Jaeger’s Trace detail page with detailed information expanded about the process, which created the span.

This was interesting because we could clearly tell that the overwhelming majority of the query was spent in the query engine, and even more importantly, we knew exactly at what time, and which process was crunching away.

We in addition to metrics, logs, and tracing continuously profile all processes we run with Conprof. With the information available from the trace, we could immediately query Conprof.

Conprof’s query interface showing many samples over time being collected.

And pull up a CPU profile from exactly that point in time, and lo and behold, we knew where the majority of CPU time was spent.

Graph representation of a CPU profile taken from Thanos, showing a clear dominant path.

Discovering this allowed us to cut ⅓ in query latency in Thanos.

Correlations Give Superpowers!

Only the combination of tools and correlating the information made this possible. The entire troubleshooting process took 2 minutes to find, for something that used to take up to days of searching for the needle in the haystack. While it is a bit of upfront effort to instrument applications with metrics, logging, and tracing, as this post hopefully shows, this effort pays off exponentially.

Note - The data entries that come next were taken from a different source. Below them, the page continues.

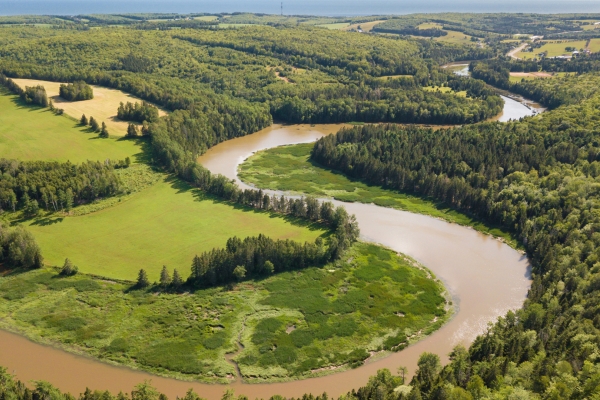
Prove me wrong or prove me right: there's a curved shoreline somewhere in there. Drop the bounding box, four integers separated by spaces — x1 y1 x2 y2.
0 122 532 397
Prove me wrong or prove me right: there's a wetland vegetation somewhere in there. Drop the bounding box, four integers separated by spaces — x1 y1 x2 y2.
0 242 447 383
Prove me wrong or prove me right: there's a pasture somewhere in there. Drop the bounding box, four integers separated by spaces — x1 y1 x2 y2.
12 79 168 137
316 22 349 30
0 88 142 163
239 143 516 246
27 177 326 281
517 40 588 59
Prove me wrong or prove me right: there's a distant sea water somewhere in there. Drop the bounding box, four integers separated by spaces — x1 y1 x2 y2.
1 0 600 16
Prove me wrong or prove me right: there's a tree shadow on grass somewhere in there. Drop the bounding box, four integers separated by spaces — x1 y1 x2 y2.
29 216 64 226
160 174 328 234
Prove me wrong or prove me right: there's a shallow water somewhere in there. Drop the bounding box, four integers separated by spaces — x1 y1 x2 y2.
0 117 531 399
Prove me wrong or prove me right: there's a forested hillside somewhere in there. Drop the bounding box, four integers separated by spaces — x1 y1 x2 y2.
0 25 502 127
308 72 600 398
471 58 600 108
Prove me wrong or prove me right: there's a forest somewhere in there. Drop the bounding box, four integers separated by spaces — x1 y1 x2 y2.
0 25 503 127
305 70 600 398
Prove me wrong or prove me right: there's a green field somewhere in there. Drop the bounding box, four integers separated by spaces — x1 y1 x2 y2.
0 88 142 163
0 242 448 383
316 22 350 30
239 143 517 247
423 86 467 97
27 177 326 281
517 40 588 59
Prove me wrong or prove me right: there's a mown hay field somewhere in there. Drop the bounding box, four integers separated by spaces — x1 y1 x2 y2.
12 79 168 137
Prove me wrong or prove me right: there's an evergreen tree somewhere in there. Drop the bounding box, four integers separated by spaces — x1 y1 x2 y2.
172 268 183 289
89 117 99 132
191 255 202 279
126 123 139 137
99 122 109 138
60 258 78 276
159 265 171 288
80 114 88 125
141 121 150 136
136 269 150 288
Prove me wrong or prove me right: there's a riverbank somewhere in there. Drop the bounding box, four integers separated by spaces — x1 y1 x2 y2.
238 143 519 248
0 241 450 383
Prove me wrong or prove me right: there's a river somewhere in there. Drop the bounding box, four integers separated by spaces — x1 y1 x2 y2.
0 97 536 398
443 63 546 122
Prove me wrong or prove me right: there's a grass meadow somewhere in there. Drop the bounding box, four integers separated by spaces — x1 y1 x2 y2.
517 40 589 59
239 143 517 247
12 79 168 137
0 242 448 382
0 88 142 162
26 177 326 281
343 20 385 32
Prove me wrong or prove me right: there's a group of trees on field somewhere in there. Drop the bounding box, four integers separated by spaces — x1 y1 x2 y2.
187 234 328 287
81 114 110 138
59 81 93 101
117 101 159 123
0 159 124 215
0 223 43 269
0 74 49 107
20 85 49 107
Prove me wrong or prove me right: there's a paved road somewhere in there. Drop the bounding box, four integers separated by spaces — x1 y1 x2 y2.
507 42 528 59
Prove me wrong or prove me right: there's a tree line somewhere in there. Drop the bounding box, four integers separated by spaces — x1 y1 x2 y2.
0 159 126 216
117 101 159 123
0 73 49 107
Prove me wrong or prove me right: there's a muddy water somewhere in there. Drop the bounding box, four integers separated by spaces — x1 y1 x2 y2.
494 95 545 122
0 123 530 400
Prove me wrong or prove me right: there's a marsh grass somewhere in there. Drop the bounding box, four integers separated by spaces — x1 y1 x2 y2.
0 242 448 383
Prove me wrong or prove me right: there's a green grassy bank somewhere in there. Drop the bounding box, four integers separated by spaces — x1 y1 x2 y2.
239 143 517 247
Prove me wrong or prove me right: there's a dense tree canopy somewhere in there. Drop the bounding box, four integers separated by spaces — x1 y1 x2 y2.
0 159 124 213
308 71 600 398
59 81 93 101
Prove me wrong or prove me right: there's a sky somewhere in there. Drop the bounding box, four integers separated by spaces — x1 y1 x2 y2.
1 0 599 16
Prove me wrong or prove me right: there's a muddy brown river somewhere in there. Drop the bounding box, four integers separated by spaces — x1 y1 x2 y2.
0 120 532 398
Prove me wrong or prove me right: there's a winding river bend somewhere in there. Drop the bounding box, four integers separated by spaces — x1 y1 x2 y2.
0 98 535 399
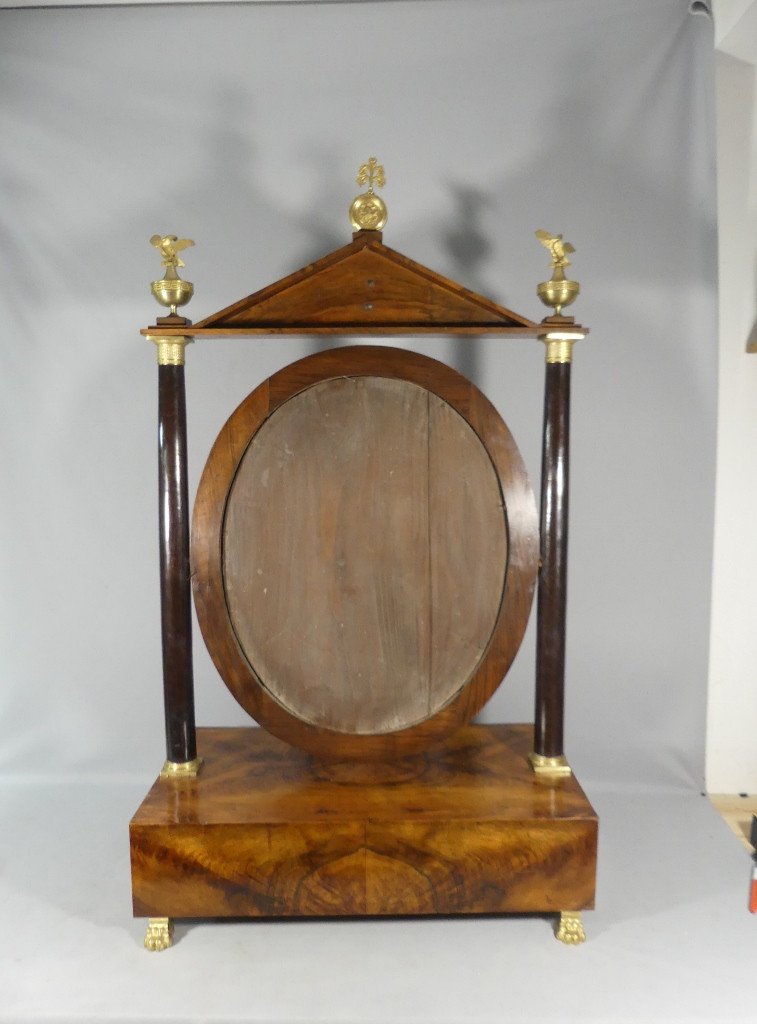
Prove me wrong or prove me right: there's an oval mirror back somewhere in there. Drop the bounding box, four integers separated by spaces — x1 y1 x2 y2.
192 346 539 759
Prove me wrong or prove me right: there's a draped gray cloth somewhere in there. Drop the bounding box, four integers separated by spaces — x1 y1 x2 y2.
0 0 716 787
0 5 741 1024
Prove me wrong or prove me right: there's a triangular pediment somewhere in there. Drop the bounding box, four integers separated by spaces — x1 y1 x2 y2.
193 232 537 334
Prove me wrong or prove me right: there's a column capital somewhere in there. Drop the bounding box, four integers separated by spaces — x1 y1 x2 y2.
148 335 193 366
538 329 586 364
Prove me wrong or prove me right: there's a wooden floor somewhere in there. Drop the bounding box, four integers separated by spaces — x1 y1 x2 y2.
709 794 757 852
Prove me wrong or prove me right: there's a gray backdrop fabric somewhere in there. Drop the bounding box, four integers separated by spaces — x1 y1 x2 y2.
3 6 741 1023
0 0 716 789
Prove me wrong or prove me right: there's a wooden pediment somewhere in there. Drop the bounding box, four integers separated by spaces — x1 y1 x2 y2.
190 231 538 336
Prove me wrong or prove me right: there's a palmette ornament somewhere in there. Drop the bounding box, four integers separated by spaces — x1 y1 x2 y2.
349 157 388 231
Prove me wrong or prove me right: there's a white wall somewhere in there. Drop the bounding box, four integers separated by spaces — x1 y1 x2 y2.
707 2 757 791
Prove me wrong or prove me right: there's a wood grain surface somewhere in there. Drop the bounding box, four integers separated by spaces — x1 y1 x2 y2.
157 364 197 764
223 376 507 734
187 231 538 334
130 724 598 919
140 236 589 338
535 361 571 757
192 347 539 759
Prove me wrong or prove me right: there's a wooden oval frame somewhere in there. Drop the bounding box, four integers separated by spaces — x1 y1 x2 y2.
192 346 539 759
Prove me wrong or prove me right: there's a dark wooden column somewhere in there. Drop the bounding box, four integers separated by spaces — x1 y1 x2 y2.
534 358 570 759
153 335 200 773
532 331 581 774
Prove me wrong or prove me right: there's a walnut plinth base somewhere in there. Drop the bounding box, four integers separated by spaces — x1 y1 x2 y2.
130 725 597 941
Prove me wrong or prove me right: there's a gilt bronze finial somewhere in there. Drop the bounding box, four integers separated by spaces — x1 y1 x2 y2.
150 234 195 316
535 229 580 317
536 230 574 270
350 157 387 231
150 234 194 269
357 157 385 192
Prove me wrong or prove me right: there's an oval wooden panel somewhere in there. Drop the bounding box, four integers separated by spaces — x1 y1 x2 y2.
223 376 507 734
192 346 539 759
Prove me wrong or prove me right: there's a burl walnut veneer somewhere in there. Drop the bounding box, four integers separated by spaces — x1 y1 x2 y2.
131 725 597 919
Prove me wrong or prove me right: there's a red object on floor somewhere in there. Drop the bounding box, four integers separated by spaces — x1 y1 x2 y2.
750 865 757 914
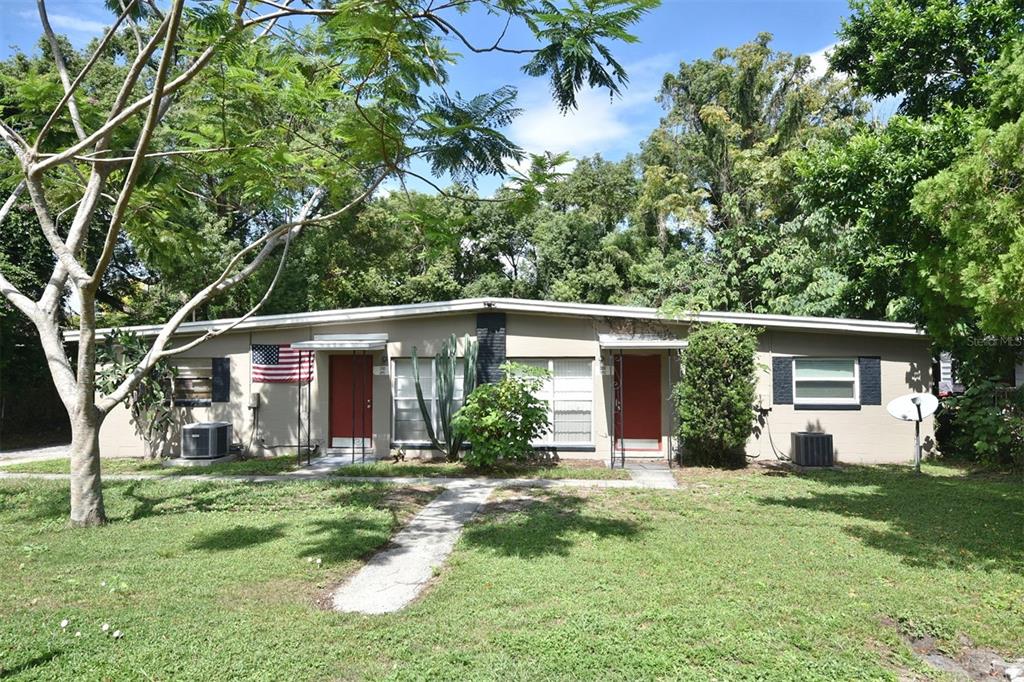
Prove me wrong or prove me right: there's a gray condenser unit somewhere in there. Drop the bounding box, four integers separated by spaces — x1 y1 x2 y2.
182 421 232 459
791 432 834 467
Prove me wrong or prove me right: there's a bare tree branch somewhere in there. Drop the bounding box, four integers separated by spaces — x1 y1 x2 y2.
0 120 29 157
97 175 385 412
22 174 91 285
48 146 242 164
36 0 88 140
0 181 25 226
35 0 139 147
85 0 186 293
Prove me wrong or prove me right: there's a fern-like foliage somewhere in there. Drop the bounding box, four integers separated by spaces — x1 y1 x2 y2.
418 86 524 183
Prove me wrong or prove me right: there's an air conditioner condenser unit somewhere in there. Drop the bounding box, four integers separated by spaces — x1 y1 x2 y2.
182 421 232 459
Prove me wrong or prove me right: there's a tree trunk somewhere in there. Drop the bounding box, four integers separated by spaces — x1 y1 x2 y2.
68 405 107 527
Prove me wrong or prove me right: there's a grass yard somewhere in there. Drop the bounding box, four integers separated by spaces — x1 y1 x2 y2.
1 465 1021 680
0 456 628 480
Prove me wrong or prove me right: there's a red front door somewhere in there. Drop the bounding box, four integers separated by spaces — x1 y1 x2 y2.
329 355 373 448
614 354 662 450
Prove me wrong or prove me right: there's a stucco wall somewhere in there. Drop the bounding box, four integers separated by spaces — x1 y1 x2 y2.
751 331 934 464
98 310 932 466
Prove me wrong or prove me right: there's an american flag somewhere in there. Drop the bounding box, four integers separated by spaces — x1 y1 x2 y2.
251 344 314 383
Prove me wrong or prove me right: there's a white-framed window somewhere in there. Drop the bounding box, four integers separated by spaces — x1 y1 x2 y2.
171 358 213 403
391 358 465 444
511 358 594 445
793 357 859 405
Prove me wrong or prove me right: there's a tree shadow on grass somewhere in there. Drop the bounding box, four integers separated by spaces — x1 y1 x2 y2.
757 466 1024 571
189 523 288 552
461 491 643 559
297 486 438 565
299 517 396 565
0 649 62 678
0 480 69 525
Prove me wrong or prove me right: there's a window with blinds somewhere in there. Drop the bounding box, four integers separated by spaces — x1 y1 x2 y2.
392 358 465 443
793 358 859 405
171 358 213 403
512 358 594 444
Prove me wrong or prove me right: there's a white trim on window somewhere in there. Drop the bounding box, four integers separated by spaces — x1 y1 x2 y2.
390 357 466 446
509 358 595 447
792 357 860 406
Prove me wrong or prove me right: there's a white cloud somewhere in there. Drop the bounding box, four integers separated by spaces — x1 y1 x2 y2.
18 11 108 36
807 43 835 79
49 14 108 35
508 53 674 159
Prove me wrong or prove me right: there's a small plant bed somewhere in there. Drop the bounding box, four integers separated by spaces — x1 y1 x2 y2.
334 459 631 480
0 455 305 477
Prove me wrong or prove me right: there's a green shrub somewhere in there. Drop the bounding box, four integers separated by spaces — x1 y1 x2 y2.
940 381 1023 469
673 323 759 467
452 362 550 468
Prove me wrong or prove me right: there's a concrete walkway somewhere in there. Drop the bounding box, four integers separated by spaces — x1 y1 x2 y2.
624 459 678 489
0 443 69 466
0 469 645 489
332 481 496 614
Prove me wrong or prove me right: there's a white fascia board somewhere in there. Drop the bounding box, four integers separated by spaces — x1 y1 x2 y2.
64 297 926 342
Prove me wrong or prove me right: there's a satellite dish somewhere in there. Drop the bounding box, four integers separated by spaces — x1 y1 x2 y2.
886 393 938 422
886 392 939 473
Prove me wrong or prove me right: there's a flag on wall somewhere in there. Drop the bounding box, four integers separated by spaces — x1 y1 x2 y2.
251 344 314 383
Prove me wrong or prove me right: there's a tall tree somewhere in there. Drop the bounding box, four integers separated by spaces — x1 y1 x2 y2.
832 0 1024 118
913 41 1024 337
649 33 864 312
0 0 655 526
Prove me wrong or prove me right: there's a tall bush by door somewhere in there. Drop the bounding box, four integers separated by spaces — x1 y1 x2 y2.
453 362 551 468
412 333 479 462
673 323 759 467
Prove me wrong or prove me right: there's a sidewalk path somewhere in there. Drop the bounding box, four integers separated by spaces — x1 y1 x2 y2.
624 459 678 489
332 481 496 614
0 443 69 466
0 470 646 489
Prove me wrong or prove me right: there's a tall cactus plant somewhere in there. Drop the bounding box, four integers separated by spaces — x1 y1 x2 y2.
412 333 478 462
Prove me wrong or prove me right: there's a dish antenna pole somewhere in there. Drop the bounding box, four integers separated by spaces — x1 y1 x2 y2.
886 393 939 474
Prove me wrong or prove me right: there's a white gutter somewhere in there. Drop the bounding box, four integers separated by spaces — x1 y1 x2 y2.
64 297 927 342
290 333 388 351
598 334 689 349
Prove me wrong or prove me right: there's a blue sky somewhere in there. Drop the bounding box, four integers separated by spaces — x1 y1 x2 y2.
0 0 884 194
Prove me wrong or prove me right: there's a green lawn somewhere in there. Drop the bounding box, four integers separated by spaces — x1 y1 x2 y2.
1 465 1021 679
0 456 628 480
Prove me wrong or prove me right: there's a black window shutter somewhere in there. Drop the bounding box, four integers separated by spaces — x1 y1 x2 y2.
772 356 793 405
212 357 230 402
475 312 506 384
859 356 882 405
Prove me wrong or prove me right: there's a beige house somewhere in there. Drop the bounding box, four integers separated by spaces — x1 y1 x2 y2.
88 298 935 465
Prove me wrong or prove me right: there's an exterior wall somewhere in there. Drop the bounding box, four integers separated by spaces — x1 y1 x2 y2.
98 308 932 466
750 331 935 464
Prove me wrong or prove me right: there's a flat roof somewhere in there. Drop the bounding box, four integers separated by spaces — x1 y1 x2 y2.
64 297 927 342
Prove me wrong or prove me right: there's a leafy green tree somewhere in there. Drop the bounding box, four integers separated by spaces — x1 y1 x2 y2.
651 33 866 312
913 43 1024 336
794 114 970 324
0 0 654 526
832 0 1024 118
96 330 176 460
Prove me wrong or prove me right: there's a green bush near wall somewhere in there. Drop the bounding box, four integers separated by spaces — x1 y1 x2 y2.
453 362 550 468
673 323 759 467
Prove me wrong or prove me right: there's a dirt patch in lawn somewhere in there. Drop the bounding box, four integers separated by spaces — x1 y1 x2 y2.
881 616 1023 681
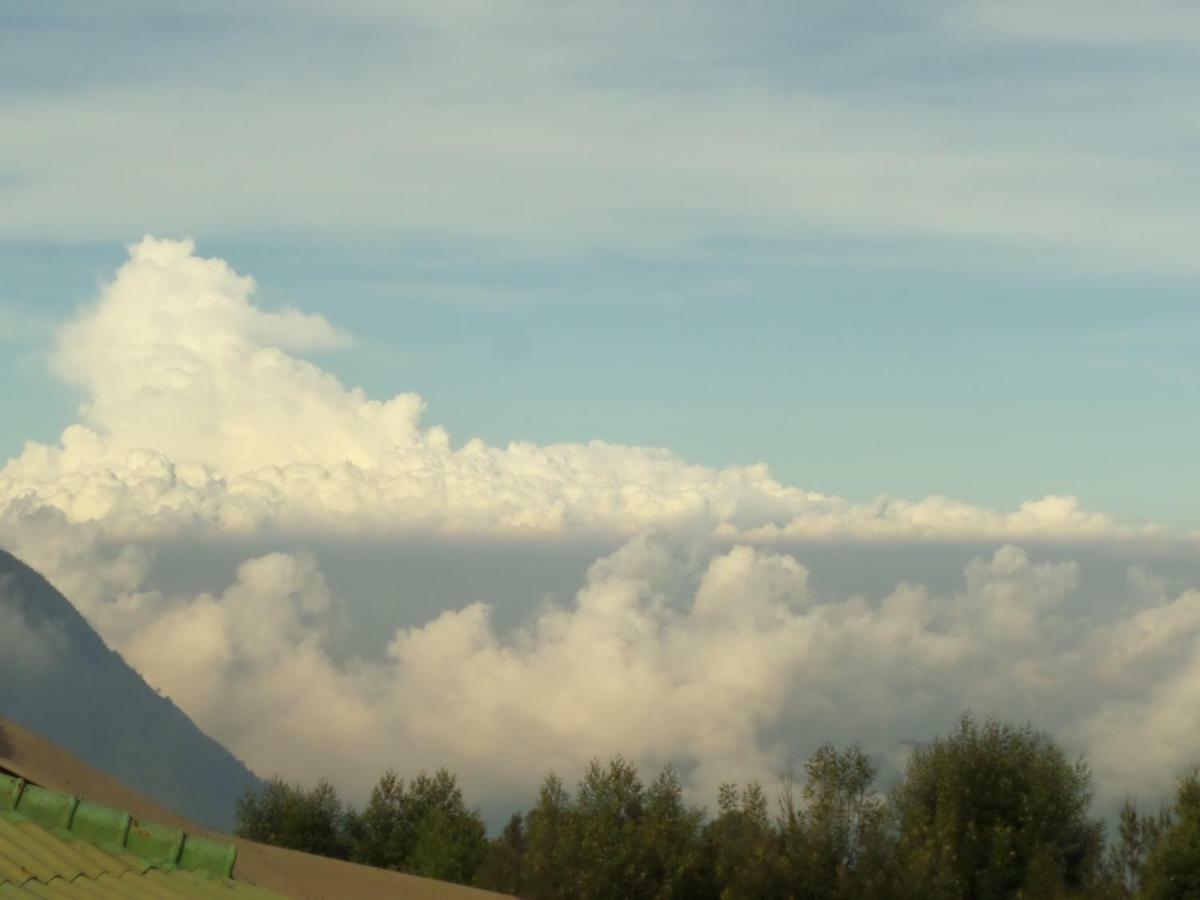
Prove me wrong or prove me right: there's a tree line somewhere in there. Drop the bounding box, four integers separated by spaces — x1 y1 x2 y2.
234 713 1200 898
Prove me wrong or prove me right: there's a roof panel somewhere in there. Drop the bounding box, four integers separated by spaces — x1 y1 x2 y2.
0 821 57 883
0 773 282 898
107 871 177 900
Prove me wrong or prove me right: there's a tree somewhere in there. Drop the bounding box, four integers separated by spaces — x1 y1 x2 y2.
406 802 487 884
234 776 349 859
350 767 487 884
351 769 407 870
779 744 894 899
891 714 1104 899
703 780 786 899
573 756 649 898
475 813 527 895
638 766 707 898
1101 798 1172 898
1141 770 1200 899
524 773 578 899
523 758 705 899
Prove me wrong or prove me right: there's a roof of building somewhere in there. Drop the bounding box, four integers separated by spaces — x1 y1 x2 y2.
0 769 283 897
0 716 514 900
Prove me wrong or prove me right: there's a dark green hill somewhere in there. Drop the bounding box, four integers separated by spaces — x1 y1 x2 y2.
0 548 262 829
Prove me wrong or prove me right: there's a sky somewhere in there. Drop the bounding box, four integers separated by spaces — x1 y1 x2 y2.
3 1 1200 827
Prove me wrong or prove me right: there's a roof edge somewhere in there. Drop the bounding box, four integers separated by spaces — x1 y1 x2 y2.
0 770 237 878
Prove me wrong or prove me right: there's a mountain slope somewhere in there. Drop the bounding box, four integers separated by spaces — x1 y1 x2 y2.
0 548 262 829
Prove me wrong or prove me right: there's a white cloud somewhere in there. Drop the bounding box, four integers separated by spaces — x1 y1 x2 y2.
0 508 158 643
14 527 1197 819
718 494 1153 543
0 238 1167 544
118 553 376 771
2 238 1195 820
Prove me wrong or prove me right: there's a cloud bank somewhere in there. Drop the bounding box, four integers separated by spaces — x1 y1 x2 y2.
0 238 1164 544
10 524 1200 821
2 238 1196 824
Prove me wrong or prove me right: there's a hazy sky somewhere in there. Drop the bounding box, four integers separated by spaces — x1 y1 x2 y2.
3 2 1200 826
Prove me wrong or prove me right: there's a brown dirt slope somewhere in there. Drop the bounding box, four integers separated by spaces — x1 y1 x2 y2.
0 715 514 900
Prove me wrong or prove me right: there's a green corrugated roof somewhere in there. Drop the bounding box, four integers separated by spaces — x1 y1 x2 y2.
0 772 284 898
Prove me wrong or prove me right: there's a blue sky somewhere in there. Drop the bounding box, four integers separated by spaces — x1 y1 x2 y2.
4 2 1199 527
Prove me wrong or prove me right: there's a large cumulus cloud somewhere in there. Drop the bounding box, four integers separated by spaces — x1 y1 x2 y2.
14 527 1200 820
0 237 1164 542
2 238 1197 823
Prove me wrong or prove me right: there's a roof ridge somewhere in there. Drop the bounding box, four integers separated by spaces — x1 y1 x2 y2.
0 770 237 879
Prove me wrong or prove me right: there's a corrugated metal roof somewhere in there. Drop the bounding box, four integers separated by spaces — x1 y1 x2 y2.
1 717 516 900
0 772 284 898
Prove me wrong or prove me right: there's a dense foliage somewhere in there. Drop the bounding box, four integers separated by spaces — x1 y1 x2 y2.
346 767 488 882
234 713 1200 899
891 715 1104 898
1140 772 1200 900
235 777 348 859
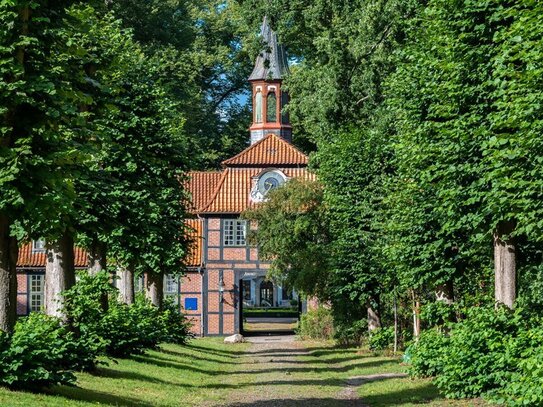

Ever since we have discovered this workflow it has been a powerful tool and has helped us uncover a number of performance improvements much more quickly than we used to.

Using these tools in this way almost felt like a superpower, it felt like cheating, because it was so easy. There is still a lot of work that can be done to integrate these signals more tightly, improve the user experience and automate the correlation aspects more, but what Tom and I predicted in the Keynote, is slowly becoming reality!